Nika, fully grasping the gravity of the situation, said, “But can they possibly have made it to shore in that boat? In these seas?”

“For argument’s sake, we have to assume that they did.”

“I should call the sheriff in town,” she said, starting for the SAT phone, but Slater put up a hand to stop her.

“He’s already been notified, and he’s been told what precautions to take for himself and his men.” Slater had also notified the Coast Guard, the National Guard, and the civilian authorities in the state capital of Juneau. What he needed was a tight ring to be formed around the town of Port Orlov, and a wider ring with a ten-mile perimeter to be formed around even that. Northwest Alaska, fortunately, was sparsely populated, and it wasn’t exactly crisscrossed with roads and highways; most of the travel was done by boat and air, and Slater had already arranged for the harbor to be blockaded and the commercial aircraft to be grounded. When he’d encountered any resistance, he’d referred the calls to AFIP headquarters in Washington.
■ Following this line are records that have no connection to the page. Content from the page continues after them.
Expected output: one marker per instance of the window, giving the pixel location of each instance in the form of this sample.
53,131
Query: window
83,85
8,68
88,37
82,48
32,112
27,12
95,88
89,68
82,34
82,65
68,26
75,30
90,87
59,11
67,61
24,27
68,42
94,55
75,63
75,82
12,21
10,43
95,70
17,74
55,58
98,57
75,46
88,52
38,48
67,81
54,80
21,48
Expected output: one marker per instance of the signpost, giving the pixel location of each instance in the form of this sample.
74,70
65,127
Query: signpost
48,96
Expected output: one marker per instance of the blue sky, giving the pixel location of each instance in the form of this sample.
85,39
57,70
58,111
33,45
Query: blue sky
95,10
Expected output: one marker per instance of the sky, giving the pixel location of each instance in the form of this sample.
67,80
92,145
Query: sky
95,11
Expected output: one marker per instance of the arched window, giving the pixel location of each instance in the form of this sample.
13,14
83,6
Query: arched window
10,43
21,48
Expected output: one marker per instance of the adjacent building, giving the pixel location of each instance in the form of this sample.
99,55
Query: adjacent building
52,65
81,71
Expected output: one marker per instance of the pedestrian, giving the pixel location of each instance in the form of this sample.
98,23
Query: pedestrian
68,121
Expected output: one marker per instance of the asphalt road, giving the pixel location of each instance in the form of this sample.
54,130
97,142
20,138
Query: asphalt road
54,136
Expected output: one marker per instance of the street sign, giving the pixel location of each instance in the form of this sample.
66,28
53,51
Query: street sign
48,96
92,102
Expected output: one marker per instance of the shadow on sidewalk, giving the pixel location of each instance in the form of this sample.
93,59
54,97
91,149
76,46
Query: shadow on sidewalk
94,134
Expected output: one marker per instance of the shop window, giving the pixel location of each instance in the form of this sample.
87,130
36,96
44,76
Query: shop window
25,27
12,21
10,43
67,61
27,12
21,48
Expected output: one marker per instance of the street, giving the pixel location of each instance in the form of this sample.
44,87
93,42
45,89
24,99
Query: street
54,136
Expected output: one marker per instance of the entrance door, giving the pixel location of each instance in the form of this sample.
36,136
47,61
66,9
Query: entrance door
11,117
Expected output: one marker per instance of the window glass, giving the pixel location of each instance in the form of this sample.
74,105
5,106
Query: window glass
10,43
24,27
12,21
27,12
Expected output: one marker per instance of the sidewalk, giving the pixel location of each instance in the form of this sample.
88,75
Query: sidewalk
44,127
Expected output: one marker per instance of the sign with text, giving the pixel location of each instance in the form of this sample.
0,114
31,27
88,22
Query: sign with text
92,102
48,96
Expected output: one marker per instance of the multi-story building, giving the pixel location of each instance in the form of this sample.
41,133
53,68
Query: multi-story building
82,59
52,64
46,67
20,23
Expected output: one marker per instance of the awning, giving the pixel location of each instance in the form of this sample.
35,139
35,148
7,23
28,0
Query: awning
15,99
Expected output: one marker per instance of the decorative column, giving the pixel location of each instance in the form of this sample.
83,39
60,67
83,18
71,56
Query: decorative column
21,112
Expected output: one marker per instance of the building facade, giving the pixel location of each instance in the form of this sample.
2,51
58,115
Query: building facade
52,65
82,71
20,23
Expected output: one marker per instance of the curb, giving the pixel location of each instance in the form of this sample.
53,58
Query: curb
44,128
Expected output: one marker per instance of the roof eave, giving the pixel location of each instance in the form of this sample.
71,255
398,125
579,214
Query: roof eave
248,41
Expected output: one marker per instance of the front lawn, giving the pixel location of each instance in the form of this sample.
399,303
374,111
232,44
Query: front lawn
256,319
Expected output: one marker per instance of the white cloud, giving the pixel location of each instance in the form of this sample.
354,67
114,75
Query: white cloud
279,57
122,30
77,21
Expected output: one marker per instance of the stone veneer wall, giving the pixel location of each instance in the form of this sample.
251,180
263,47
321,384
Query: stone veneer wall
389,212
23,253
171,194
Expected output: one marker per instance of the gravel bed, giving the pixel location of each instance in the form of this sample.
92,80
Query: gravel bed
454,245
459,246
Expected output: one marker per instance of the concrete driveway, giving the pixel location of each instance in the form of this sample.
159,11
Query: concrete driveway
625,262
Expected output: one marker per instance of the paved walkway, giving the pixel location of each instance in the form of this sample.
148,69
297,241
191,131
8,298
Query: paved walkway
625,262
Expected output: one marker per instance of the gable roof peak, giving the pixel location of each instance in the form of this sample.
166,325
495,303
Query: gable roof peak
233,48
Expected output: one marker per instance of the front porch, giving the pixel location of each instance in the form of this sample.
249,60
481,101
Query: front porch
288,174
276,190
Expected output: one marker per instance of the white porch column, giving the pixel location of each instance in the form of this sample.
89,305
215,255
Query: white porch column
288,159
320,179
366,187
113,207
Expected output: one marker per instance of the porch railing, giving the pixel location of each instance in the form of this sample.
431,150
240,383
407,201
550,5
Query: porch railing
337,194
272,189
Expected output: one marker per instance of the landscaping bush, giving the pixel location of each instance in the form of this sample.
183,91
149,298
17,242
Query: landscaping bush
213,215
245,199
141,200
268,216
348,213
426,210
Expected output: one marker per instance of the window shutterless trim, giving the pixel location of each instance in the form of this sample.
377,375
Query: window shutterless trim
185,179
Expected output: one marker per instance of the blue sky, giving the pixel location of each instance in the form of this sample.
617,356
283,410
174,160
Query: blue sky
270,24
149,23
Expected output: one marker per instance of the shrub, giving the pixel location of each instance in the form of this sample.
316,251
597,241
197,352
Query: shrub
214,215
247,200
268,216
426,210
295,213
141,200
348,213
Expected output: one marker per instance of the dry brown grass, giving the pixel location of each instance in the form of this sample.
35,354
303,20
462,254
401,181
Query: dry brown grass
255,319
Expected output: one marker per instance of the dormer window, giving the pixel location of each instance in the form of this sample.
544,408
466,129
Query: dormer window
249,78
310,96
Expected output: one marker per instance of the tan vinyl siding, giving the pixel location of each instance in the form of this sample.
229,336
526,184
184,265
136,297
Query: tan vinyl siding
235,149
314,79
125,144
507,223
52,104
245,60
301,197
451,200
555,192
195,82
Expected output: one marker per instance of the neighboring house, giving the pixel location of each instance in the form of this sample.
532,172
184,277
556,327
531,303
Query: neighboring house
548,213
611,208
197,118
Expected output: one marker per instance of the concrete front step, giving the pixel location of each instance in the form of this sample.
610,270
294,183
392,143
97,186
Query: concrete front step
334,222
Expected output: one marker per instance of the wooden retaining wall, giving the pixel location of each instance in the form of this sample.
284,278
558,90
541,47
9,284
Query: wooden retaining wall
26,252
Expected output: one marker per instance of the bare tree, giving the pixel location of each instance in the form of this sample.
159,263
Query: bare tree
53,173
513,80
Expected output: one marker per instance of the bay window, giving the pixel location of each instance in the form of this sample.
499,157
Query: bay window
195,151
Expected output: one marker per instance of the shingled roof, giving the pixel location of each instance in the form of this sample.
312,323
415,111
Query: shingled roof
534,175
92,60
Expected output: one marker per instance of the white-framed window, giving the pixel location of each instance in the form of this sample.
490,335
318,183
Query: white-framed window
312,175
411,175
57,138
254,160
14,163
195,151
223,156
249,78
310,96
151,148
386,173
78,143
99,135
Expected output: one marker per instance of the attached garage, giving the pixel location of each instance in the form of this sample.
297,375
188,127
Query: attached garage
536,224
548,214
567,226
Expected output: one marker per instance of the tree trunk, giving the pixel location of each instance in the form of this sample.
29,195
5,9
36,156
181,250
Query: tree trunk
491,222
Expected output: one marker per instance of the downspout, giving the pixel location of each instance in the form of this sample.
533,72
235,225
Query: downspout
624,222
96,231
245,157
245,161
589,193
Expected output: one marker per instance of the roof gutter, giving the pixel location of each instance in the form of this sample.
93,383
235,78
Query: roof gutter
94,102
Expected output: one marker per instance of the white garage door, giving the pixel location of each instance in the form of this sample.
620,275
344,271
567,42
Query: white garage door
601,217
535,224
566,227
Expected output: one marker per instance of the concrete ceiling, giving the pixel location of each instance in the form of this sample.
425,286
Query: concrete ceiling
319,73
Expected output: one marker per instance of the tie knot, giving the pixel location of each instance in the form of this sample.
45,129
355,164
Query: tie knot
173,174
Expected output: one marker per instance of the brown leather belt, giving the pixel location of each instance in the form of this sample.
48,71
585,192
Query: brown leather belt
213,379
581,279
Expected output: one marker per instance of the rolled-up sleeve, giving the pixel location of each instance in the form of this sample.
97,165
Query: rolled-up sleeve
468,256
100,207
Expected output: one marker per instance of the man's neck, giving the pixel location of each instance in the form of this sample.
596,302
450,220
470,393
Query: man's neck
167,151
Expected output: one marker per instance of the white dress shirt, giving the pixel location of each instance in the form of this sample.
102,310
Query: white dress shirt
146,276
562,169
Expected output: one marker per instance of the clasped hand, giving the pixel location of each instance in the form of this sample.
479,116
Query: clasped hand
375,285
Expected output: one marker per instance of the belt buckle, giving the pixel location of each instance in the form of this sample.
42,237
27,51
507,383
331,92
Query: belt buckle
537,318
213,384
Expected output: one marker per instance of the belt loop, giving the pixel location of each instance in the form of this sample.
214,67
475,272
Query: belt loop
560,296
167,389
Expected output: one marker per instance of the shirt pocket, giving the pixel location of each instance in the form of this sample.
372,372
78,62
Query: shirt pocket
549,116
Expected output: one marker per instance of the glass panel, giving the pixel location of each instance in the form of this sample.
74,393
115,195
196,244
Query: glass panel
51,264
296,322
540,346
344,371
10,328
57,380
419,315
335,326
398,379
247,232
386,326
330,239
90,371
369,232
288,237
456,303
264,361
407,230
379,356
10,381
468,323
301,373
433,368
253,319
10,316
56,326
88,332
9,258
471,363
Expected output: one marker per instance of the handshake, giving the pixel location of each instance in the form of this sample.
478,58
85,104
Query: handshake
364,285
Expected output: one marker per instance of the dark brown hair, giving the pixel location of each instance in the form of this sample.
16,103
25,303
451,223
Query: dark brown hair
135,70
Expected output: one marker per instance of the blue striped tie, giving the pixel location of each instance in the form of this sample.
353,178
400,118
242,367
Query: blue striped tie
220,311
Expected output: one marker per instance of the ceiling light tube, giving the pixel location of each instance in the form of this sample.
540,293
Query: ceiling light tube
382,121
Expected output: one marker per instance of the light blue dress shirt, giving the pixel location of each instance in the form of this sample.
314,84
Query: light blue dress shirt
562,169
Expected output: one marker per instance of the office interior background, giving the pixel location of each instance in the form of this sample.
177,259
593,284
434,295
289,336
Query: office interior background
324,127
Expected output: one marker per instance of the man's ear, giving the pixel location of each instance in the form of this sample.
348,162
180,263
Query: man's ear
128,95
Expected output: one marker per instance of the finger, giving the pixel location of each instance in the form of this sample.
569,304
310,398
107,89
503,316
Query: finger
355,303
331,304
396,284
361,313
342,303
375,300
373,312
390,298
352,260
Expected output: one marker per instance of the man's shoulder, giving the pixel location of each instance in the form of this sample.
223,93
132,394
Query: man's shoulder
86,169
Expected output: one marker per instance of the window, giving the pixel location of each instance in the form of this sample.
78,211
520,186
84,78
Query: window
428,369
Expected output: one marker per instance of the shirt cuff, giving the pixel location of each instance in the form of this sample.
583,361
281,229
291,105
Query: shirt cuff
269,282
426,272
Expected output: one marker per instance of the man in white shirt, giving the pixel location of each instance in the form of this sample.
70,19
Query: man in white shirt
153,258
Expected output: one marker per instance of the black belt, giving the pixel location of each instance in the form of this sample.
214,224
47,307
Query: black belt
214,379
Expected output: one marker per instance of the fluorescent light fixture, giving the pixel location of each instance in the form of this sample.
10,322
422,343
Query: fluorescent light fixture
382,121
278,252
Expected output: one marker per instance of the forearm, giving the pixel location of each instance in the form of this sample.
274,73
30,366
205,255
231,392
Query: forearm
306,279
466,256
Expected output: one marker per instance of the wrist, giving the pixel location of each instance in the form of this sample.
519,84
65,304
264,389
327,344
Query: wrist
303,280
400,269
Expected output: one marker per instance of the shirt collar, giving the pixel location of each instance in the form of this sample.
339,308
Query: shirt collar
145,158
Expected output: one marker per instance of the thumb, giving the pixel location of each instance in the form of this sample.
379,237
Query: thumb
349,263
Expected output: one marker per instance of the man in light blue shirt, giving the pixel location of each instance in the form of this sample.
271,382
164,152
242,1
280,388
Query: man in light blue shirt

By now, he figured, Dr. Levinson was probably planning to put him in front of a firing squad when and if he ever got back.

“Frank,” Nika said, “what’s going to happen to the people in Port Orlov?”

“Nothing,” he replied. “We’re going to stop this thing in its tracks.”

“I just couldn’t bear it,” she said, still sounding fearful, “if what happened in 1918 happened again … and on my watch. I’m the mayor, I’m the tribal elder, I’m the one they trusted. I remember the stories of my people dying in their huts, the dogs feeding on their bodies for weeks.”

“That won’t happen,” he said, holding her hands in his gloves and wishing that he could just strip off all the protective gear — his and hers — and touch her for real.